Modern Logic collaborated with Lighter Capital on their latest webinar series, “Scaling and Accelerating SaaS startups”. This article is part of the series on the topic, “Accelerating Sales and Leveraging Technology to Build Engaged Communities.”
It feels bad to say no to a deal – but it’s a necessary evil, because not all deals are worth it. How do you tell when to drop clients and what criteria to use? Check out these tips to build “Sales Discipline” – hard-won knowledge from Anna Talerico at Arthur Ventures, Derek Baird at Sensyne Health, Brian Loar at GoCheck Kids, and Dustin Bruzenak, our CEO.
Narrow Your Focus: As soon as you have your ideal customer profile, narrow your aim. Those people are the only ones you should be selling to. The way you win in SaaS is to find the right person.

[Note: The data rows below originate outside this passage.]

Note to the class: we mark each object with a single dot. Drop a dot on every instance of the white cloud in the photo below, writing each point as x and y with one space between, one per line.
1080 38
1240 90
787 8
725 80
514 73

Start Early: Use data backed assumptions to begin, but once you have a critical mass with customers, understand where we should expand. Get a “best guess” and a “steer clear of list” – as in, “Steer clear of companies that look like this” and “Double down on ones that look like this.” Sell to pain that you can actually solve.
Know When A Deal Is Not the “Real Deal”: One of the most common tells is that a salesperson is really excited about an opportunity, but there is no source of urgency or a compelling event. If that ingredient isn’t there, you may eventually convince them to do a deal, but your odds of success are dramatically lower. If you have only 10 minutes to spend working with sales, ask what the source of urgency or compelling event will trigger them to move – otherwise, inertia wins 8 days a week.
Work the Deal With the Prospect: In your ideal scenario, the prospect has to be working the deal with the rep. A lot of people don’t like to say no and continue to hang out in the sales cycle forever. Seeing the prospect actively engaged in trying to buy this is a sign for success.
Take Emotions Out of the Picture: The emotional aspect of making deals is natural, but can become a problem. In life, we often make the decision that feels right to us, and then work backwards to justify it. The same thing happens in sales. Don’t let someone who can’t be your “Yes” be your “No” because you’re hanging on to something intangible.
Crush Hopes and Dreams (Sorry!): Your sales reps will have more hope than you do- especially your younger ones. Hope is a dirty word in sales. Make a hope jar! Sales aren’t made on hope. As a founder, use your instincts to dash hopes where it is justified. It’s amazing how many people pick up the phone in enterprise, even if they have no intention to buy.
Build Your Team Intentionally: The initial teams we build are often nebulous and squishy. There’s a lot of hope and a lack of rigor and evidence. How do we know know we have the right hire? We need data- inputs and outputs.